Jenny Saville: O encanto do grotesco 

Ao longo da história, pintores como Rubens, Ticiano, De Kooning, Ingres, Matisse ou Picasso objetivaram o corpo feminino, criando imagens que lhes agradavam a eles e aos seus espectadores masculinos (e femininos). Como mulher, Jenny Saville tem uma perspetiva diferente sobre o assunto. Apesar de ter sido inicialmente inspirada para pintar o nu feminino depois de observar mulheres obesas nos centros comerciais americanos, quando esteve a estudar na Universidade de Cincinnati em 1991, Saville diz que sempre se interessou por mulheres rechonchudas. Recorda-se do corpo da sua professora de piano: “Fascinava-me a forma como os seus dois seios se tornavam num só, a forma como a sua gordura se movia, a forma como os seus braços pendiam”.

Com esta curiosidade precoce pela manipulação da carne, da pele e da tinta, Saville pinta nus femininos desde o início da sua carreira. Ultrapassando o realismo de, por exemplo, Gustave Courbet ou Édouard Manet, os seus corpos estão sempre danificados, com covinhas ou alterados de outra forma, e têm mais carne do que a sociedade contemporânea admira. Este nu (figura acima) com coxa encurtada, seios cobertos e ventre arredondado domina o espectador. Representada de um ponto de vista baixo, a figura domina o espaço e desafia ideias preconcebidas sobre a representação da mulher. No entanto, apesar de contrariar as convenções, Saville reinterpreta elementos de artistas consagrados, como a paleta cromática de Rubens e as pinceladas gestuais de De Kooning. No seu conjunto, a artista desafia as representações tradicionais da beleza feminina e apresenta figuras que estão longe de ser ideais e que muitas vezes parecem vulneráveis.

Saville, que foi membro dos chamados YBA (Young British Artists), e que participou numa exposição muito controversa em 1997, ultrapassou os limites estabelecidos pelas expectativas da sociedade em relação à arte.
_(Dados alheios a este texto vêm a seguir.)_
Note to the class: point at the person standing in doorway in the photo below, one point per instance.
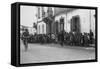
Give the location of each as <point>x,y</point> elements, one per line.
<point>25,36</point>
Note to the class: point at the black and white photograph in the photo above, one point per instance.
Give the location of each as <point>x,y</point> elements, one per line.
<point>56,34</point>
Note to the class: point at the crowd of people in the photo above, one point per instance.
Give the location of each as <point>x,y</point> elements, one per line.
<point>71,38</point>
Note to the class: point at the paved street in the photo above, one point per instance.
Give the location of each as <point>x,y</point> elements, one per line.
<point>54,52</point>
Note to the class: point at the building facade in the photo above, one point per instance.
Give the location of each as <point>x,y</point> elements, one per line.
<point>43,21</point>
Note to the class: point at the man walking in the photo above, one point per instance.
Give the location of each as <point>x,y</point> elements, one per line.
<point>25,36</point>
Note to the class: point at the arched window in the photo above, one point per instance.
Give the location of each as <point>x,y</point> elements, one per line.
<point>43,28</point>
<point>39,29</point>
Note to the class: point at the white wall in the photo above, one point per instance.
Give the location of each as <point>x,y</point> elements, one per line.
<point>40,31</point>
<point>86,18</point>
<point>57,18</point>
<point>5,28</point>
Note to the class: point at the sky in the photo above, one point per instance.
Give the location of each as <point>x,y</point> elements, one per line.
<point>28,15</point>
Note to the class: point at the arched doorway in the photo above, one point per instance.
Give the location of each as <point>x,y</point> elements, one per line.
<point>75,24</point>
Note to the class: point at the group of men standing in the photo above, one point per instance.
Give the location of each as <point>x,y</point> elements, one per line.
<point>71,38</point>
A artista, que aplica a tinta em camadas espessas e arrasta o pigmento pelas telas, levanta questões sobre a perceção que a sociedade tem do corpo. "Há um problema com a beleza. Está sempre relacionada com a fantasia masculina ou com o corpo feminino. Não acho que haja nada de errado com a beleza. Só que o que as mulheres consideram belo pode ser diferente. E pode haver beleza no individualismo. Uma verruga ou uma cicatriz podem ser bonitas, de certa forma, quando são pintadas", explica
.

Saville preocupa-se com a apresentação da feminilidade e com a pressão exercida sobre as mulheres para se conformarem com os cânones de beleza da sociedade: “Interessa-me o poder dos corpos femininos grandes, corpos que ocupam muito espaço físico e que são de pessoas que estão muito conscientes de que a nossa cultura contemporânea as encoraja a disfarçar o seu volume e a parecerem tão pequenas quanto possível”. Para além de questionar a ideia de beleza, Saville, transmite nesta obra, uma sensação de vulnerabilidade e fragilidade.

(Adaptado a partir de um texto de Susie Hodge).